Winser, along with his best mate and business partner, Ben Towill, have been circling the globe on adventures like this since the glass-plate doors of their first restaurant, The Fat Radish, opened in 2010. The eatery lured New York City’s fashion set to the then-nether region of the Lower East Side, and launched the pair into high-demand. Since then, Winser and Towill have opened two more Manhattan restaurants, and their catering company, Silkstone, has been commissioned for a flurry of impossibly chic events. Most recently, the team released a stunning cookbook featuring dishes from the The Fat Radish's ever-evolving menu. They also have a fourth eatery in the works, amidst rumors of an out-of-town hotel project (though Winser says nothing is confirmed).
Veering further into the travel world would make sense for Winser. His father was the director of the Royal Geographic Society, organizing honest-to-goodness expeditions to far-flung locations like the Brunei rainforest and Kora National Park in northern Kenya. Starting at age 5, he would visit his dad during his weeks-long stints away from home. "We lived in such an amazing way, it gave me the bug," he said of his globetrotting.
Due to severe dyslexia, Winser did not pick up new languages easily. But, on these family voyages, he was able to connect with strangers over dinner. "I love the idea of bringing people around the table to share a meal. Even if you can’t really communicate, you end up communicating through food."
That’s the vibe he hopes shines through in his restaurants, events, and the new cookbook — the simple, authentic bonhomie of a meal made with whatever is at hand, shared among friends made on the road.
"It's this idea that you never stop exploring," he continues. "The key thing is just giving it a go and not being afraid of failure. It's an enjoyment for life — just getting people around a table."
So, what of exploring a project beyond the Big Apple? Winser — who could be a boyish, dirt-under-the-nails version of the hotel magnate André Balazs — says they’re not there yet.
"In the future, we'll see. I would love to do something outside of the city, in a bit more nature. I love New York City, but it's as important to build in some time to get your hands dirty in nature as it is to have fancy dinner parties."
In the meantime, he's gotten pretty good at throwing those fancy dinner soirees.
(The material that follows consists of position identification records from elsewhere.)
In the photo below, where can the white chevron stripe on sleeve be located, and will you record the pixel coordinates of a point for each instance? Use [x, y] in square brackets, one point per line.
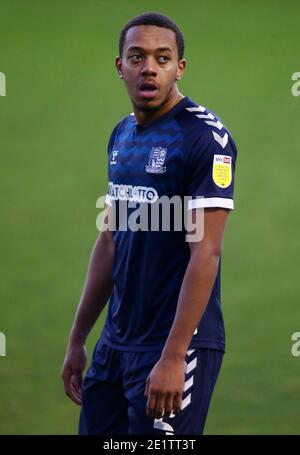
[217, 124]
[191, 365]
[190, 351]
[210, 116]
[221, 140]
[188, 383]
[196, 109]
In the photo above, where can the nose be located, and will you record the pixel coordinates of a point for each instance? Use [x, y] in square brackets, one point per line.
[149, 67]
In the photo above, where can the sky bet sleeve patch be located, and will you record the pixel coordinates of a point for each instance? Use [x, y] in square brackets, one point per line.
[222, 174]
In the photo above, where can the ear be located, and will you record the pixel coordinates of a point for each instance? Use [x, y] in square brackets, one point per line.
[180, 69]
[119, 67]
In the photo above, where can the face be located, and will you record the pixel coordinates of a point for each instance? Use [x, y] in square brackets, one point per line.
[150, 66]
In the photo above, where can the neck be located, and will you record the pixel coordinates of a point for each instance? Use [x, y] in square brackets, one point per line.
[148, 116]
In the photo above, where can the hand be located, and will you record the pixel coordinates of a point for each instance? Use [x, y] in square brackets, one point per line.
[164, 388]
[74, 364]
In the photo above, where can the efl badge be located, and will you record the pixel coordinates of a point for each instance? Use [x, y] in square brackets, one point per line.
[156, 161]
[222, 174]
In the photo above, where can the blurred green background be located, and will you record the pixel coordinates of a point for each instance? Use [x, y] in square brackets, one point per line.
[63, 99]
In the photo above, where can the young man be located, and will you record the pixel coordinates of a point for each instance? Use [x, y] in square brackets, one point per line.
[156, 363]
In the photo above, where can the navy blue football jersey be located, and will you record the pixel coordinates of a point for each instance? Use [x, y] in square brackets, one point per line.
[187, 152]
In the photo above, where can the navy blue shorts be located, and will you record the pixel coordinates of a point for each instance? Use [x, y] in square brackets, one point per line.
[113, 400]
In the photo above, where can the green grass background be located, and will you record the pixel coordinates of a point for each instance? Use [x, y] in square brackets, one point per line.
[63, 99]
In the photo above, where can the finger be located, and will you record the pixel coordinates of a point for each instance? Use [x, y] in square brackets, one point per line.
[70, 390]
[177, 403]
[76, 389]
[160, 405]
[77, 380]
[146, 388]
[169, 405]
[150, 409]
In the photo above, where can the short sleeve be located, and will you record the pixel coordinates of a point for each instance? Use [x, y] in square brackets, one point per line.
[210, 170]
[109, 151]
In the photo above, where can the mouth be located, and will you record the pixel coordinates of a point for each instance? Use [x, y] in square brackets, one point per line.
[148, 90]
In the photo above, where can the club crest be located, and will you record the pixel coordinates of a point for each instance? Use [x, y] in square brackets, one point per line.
[156, 161]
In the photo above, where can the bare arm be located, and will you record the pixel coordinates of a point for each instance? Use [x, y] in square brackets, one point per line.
[97, 290]
[164, 385]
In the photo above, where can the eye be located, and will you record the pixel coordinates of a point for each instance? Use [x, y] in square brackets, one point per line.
[135, 58]
[163, 59]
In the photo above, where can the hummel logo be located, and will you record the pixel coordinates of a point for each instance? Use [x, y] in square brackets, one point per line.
[114, 157]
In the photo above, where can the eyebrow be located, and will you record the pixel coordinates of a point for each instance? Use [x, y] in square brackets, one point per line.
[159, 49]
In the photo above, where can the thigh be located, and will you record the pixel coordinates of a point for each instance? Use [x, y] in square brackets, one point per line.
[202, 367]
[104, 406]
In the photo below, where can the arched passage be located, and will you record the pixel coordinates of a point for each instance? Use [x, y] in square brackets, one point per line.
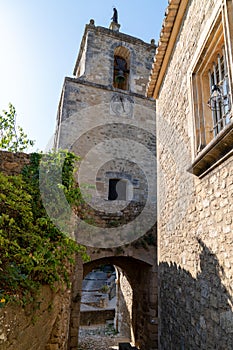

In Shanghai this month, he, Towill, and their longtime chef, Nick Wilbur, created a three-course meal to fête the grand opening of Tory Burch’s new flagship mega-store. Adhering to their strict, locally sourced ethos, they scoured the Asian city’s markets for the makings of strip steak with a golden beet, sweet-potato mash, and duck-fat fries.
"It’s quite tricky translating it. But, you just try to find the best ingredients you can and use what’s available," Winser says.
Indeed, it is that guiding principle that has led to his and Towill's success, and they intend to adhere to it with any future projects that may arise — in New York City, or beyond.